From: Chagnon | PubCom
Date: Jun 1, 2016 7:09AM


Wow. Did you bring up a sore point for me!
Just posted to an Adobe list about this...for the umpteenth time, too.

#1. Please please please file a bug report/feature request in the Adobe forums http://www.adobe.com/products/wishform.html. They've known about this problem for 6 years, yet it's not getting fixed. Push them.

#2. In Acrobat, you need to check your Role Map (options menu from the Tag panel) and make sure that every instance of the crazy-named tags from InDesign is mapped to a standard PDF accessibility tag. Example: if the crazy-named tag is <Big_Blue_Title> but it should be <H1>, the Role Map utility should show it as Big_Blue_Tible / H1.

Check every single tag and make sure it's mapped to the correct standard tag. Role Map is a global tool, so all instances of <Big_Blue_Title> will map to <H1> throughout the document.

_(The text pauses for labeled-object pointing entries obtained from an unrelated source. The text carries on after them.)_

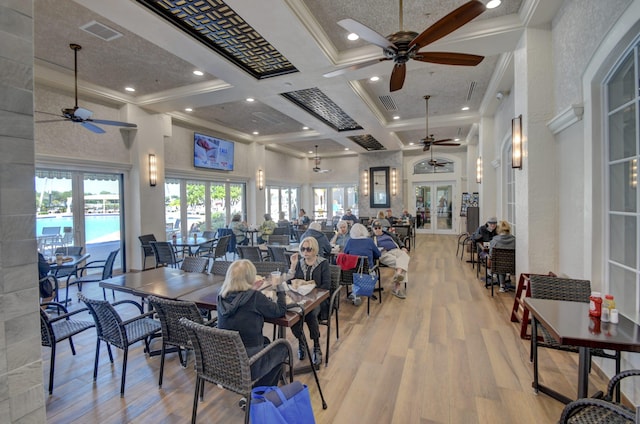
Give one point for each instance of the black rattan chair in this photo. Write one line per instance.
(222, 359)
(555, 288)
(590, 410)
(331, 307)
(195, 264)
(147, 250)
(58, 328)
(107, 272)
(114, 331)
(173, 333)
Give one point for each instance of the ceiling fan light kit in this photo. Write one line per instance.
(80, 115)
(403, 46)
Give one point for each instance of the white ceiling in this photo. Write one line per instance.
(158, 59)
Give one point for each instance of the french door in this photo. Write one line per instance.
(434, 205)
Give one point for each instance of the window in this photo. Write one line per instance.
(79, 209)
(622, 154)
(203, 205)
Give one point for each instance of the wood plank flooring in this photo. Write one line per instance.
(446, 354)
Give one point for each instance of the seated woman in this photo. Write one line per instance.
(316, 268)
(239, 228)
(342, 235)
(392, 256)
(502, 240)
(243, 309)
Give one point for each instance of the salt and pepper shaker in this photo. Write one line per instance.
(614, 316)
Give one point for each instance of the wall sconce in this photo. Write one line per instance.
(516, 142)
(394, 185)
(153, 170)
(365, 182)
(260, 180)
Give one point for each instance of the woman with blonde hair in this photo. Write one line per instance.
(243, 309)
(308, 265)
(502, 240)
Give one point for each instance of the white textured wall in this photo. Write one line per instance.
(578, 29)
(21, 388)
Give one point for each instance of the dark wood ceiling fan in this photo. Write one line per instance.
(80, 115)
(403, 46)
(430, 140)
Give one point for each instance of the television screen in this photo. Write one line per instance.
(212, 152)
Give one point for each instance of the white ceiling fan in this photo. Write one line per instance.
(316, 167)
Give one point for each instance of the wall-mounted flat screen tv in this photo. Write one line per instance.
(212, 152)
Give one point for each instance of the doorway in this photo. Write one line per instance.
(434, 207)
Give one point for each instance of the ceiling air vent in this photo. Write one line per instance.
(101, 31)
(388, 103)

#3. Here's a trick I teach in my InDesign + Accessibility classes. Name your styles with the standard tag name so that it either converts to the correct tag in the PDF, or is easier to check in the Role Map. Examples:

Big Blue Title, rename it H1
Section Title, rename it H1 - Section
Big subhead, rename it H2
Sidebar head, rename it H2 - Sidebar

This trick will help minimize the pain of this very costly, painful difficiency in InDesign.

Next item: reading order.
Yes, it's critical to have the tags sequenced top-down in a logital reading order. But that's not something to address in an online post. I teach a 2-day class in that!

—
Bevi Chagnon | www.PubCom.com
Technologists, Consultants, Trainers, Designers, and Developers
for publishing & communication
| Acrobat PDF | Print | EPUBS | Sec. 508 Accessibility |

-----Original Message-----
From: WebAIM-Forum [mailto: <EMAIL REMOVED> ] On Behalf Of Alan Zaitchik
Sent: Wednesday, June 1, 2016 8:38 AM
To: <EMAIL REMOVED>
Subject: [WebAIM] PDFs: Logical Reading Order and Tags

When we get a PDF generated out of InDesign the tags are usually non-HTML5-standard tags in a jumbled order. Yet often the logical reading order is fine, or can easily be fixed using the Acrobat tool for doing so. Testing in a screen reader like JAWS or NVDA seems to yield a pass as well- the content is read in the correct order.
How important is it that the tags themselves be (1) rearranged to match the logical reading order, and (2) thoroughly reworked to use only HTML5 standard tags?
I imagine this turns on the question whether there are AT tools other than JAWS and NVDA that depend on these tags being standard and reordered.